Influential luxury brand Gucci might make everything from suits to shoulder bags, but perhaps their most notable impact to the cultural zeitgeist has been through their footwear.
Their iconic horsebit loafers, their insanely popular Gucci Ace sneakers, and every rapper’s favourite house shoe – the Gucci flip-flop – over the years, Gucci’s consistently been ahead of the curve when it comes to footwear.
But their latest offering might just be their most forward-thinking yet. The 100-year-old Italian maison has collaborated with Bulgarian innovative augmented reality (AR) start-up Wanna on their newest, wildest and most affordable sneaker yet: the $12 Gucci Virtual 25s.
The catch? They don’t exist. Well, at least not physically.
Available through Wanna or Gucci’s own app, purchasing the Virtual 25s simply allows you to visualise the sneakers using Wanna’s AR technology on your own feet. The sneakers only exist virtually (hence the name), making them more akin to an NFT.

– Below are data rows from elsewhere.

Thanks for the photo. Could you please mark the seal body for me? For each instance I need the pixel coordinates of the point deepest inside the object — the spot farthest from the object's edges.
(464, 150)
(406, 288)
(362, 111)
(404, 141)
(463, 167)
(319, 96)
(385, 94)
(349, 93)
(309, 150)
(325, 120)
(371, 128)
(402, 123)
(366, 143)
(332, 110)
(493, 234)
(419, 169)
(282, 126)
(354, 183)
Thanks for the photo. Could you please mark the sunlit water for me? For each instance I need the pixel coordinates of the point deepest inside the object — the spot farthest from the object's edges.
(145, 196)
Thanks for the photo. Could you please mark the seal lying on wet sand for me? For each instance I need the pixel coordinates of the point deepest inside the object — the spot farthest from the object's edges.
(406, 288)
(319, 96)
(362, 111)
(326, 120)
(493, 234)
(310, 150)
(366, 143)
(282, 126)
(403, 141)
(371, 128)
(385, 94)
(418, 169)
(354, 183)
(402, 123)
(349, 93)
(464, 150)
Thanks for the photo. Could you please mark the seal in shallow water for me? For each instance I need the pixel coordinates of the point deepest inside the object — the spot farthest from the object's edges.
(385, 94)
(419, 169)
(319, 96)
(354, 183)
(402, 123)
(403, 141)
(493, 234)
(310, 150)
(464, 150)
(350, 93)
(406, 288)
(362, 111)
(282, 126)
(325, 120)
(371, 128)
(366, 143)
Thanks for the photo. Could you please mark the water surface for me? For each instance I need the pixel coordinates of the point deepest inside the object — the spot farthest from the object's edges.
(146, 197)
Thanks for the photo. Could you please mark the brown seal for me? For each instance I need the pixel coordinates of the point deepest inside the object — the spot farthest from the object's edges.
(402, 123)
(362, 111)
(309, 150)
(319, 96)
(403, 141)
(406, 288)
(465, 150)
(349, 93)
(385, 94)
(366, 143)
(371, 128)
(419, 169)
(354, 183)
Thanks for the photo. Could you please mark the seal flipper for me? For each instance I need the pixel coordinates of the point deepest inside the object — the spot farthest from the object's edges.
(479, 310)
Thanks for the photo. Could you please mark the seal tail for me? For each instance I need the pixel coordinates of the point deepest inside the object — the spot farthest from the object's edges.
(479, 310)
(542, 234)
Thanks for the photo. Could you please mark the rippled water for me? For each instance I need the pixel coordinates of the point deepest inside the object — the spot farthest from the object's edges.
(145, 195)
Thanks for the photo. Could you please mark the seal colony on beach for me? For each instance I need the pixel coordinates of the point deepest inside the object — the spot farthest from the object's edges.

In case you’ve been living under a rock, NFTs have exploded in popularity recently, becoming the next big thing in tech, finance and art. NFT stands for ‘non-fungible token’ (which really doesn’t tell you what it is): essentially, an NFT is a digital file whose unique identity and ownership are verified on a blockchain. NFTs can be anything, but the craze has mostly centred around digital art – NFTs being held up as the future of art collecting.
In this way, you could consider the Virtual 25s to be like an interactive piece of art. It’s clearly something that’s quite out-of-the-box, with potentially huge implications for the future of luxury and fashion – but not everyone’s convinced.

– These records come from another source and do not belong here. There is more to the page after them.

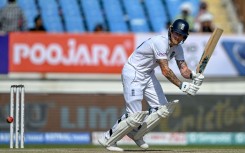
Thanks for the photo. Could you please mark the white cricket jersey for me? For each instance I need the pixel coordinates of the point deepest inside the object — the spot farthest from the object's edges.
(144, 57)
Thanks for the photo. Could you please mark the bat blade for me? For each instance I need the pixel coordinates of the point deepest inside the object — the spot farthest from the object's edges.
(209, 49)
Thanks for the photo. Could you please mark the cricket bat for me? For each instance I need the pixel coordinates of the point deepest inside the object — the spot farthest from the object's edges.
(209, 49)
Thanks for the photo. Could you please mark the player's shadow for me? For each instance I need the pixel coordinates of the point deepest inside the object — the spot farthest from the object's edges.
(146, 150)
(162, 150)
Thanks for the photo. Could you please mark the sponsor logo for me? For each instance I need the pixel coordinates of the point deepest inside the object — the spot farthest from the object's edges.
(77, 54)
(161, 54)
(69, 53)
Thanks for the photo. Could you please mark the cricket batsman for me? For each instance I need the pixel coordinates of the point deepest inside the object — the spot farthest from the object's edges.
(139, 81)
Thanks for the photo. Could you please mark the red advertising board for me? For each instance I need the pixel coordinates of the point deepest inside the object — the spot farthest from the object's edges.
(69, 53)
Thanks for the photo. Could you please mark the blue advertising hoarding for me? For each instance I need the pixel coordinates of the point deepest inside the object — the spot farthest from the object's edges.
(4, 54)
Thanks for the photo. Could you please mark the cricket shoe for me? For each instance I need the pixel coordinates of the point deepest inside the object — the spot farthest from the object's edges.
(140, 142)
(113, 147)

“The world is mad… people are needing stimulus checks and food banks [while others] are buying digital trainers to take a selfie with,” one Instagram commenter has bemoaned.
Others have more of a problem with the shoe’s design: “if these kicks are digital-only, why not make them really special? Something animated, materials you don’t see in real life, novelty functionalities… this seems like a wasted opportunity,” another relates.

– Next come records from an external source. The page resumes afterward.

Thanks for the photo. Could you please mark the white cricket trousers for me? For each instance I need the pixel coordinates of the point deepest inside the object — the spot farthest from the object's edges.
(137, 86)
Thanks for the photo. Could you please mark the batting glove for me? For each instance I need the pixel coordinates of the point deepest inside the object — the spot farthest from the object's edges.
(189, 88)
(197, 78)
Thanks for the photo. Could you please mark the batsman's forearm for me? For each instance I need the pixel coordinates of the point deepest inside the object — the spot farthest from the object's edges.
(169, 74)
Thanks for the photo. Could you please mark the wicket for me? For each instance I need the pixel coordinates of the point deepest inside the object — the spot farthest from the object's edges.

Many just think they’re ugly and overpriced.
Wanna has previously collaborated with sneaker brands such as Puma and Reebok as well as luxury retailer Farfetch to create digital fitting experiences. AR try-ons are by no means a recent phenomenon, but Wanna’s step into the NFT world with Gucci is rather unique.
“In five or maybe 10 years a relatively big chunk of fashion brands’ revenue will come from digital products… Our goal as a company is to actually supersede the product photos… and substitute it for something which is way more engaging and closer to offline shopping,” Wanna co-founder and CEO Sergey Arkhangelskiy tells Business of Fashion.
Time will tell if other players in the luxury world will embrace similar NFT and AR technology and start selling virtual products like this. People already collect high-end timepieces and never wear them… What’s next – a virtual Rolex?